De son côté, QBE prend acte de cette renonciation mais maintient ses autres demandes en particulier celle relative à l’indemnisation des frais irrépétibles qui n’ont été engagés que du fait des actions de APIVI qui, selon elle, ont pour effet de lui interdire de percevoir à échéance les dividendes du plan de continuation.
SUR CE, le tribunal motive ainsi sa décision :
L’article R 624-5 du code de commerce dispose que : « Lorsque le juge-commissaire se déclare incompétent ou constate l’existence d’une contestation sérieuse, il renvoie, par ordonnance spécialement motivée, les parties à mieux se pourvoir et invite, selon le cas, le créancier, le débiteur ou le mandataire judiciaire à saisir la juridiction compétente dans un délai d’un mois à compter de la notification ou de la réception de l’avis délivré à cette fin, à peine de forclusion à moins d’appel dans les cas où cette voie de recours est ouverte. »
Le tribunal relève que APIVI et [D] renoncent à leurs demandes parce qu’il est établi que l’ordonnance notifiée le 19 juillet a donné lieu aux assignations prévues dans le délai légal prévu à cet effet.
En conséquence, le tribunal constatera que les délais légaux pour délivrer l’assignation ont été respectés.
Le tribunal dira que l’action engagée par QBE l’a été dans les délais légaux et déboutera APIVI et [D] de l’intégralité de leurs demandes.

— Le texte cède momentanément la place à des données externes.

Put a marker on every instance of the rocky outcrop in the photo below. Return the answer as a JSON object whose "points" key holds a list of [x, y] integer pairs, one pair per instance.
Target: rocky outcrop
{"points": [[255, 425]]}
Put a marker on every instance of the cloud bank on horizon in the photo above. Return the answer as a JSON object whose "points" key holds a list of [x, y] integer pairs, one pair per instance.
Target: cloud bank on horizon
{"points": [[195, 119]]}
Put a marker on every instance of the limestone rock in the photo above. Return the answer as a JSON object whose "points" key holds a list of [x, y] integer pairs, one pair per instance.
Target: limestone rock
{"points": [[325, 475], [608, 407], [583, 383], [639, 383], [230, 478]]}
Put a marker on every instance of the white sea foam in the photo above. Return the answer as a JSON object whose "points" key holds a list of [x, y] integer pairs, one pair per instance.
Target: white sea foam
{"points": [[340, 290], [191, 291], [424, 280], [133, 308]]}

Sur l’article 700 du code de procédure civile et les dépens
Réserve frais et dépens.
PAR CES MOTIFS
Le tribunal, statuant par jugement contradictoire en premier ressort :
Constate que la SDE QBE EUROPE a engagé son action dans les délais légaux,
Déboute la société par actions simplifiée APIVI et la SCP [D] BAUJET ès qualité de mandataire judiciaire de l’intégralité de leurs demandes au titre de la forclusion,
Renvoie la société par actions simplifiée APIVI et la SCP [D] BAUJET ès qualité de mandataire judiciaire et la SDE QBE EUROPE à l’audience de mise en état pour conclure au fond en date du 11 septembre 2025 à 9h15 devant la 4ème Chambre – Salle E – rez-de-chaussée,
Réserve frais et dépens,
Liquide les dépens du greffe à la somme de 86,54 euros, dont TVA 14,42 euros.
Délibéré par M. Thierry de BAILLIENCOURT, président du délibéré, M. Patrice TAILLANDIER et M. Luc MARTY, (M. MARTY Luc étant juge chargé d’instruire l’affaire).
Le présent jugement est mis à disposition au greffe de ce tribunal, les parties en ayant été préalablement avisées verbalement lors des débats dans les conditions prévues au deuxième alinéa de l’article 450 du code de procédure civile.
La minute du jugement est signée électroniquement par le président du délibéré et le greffier.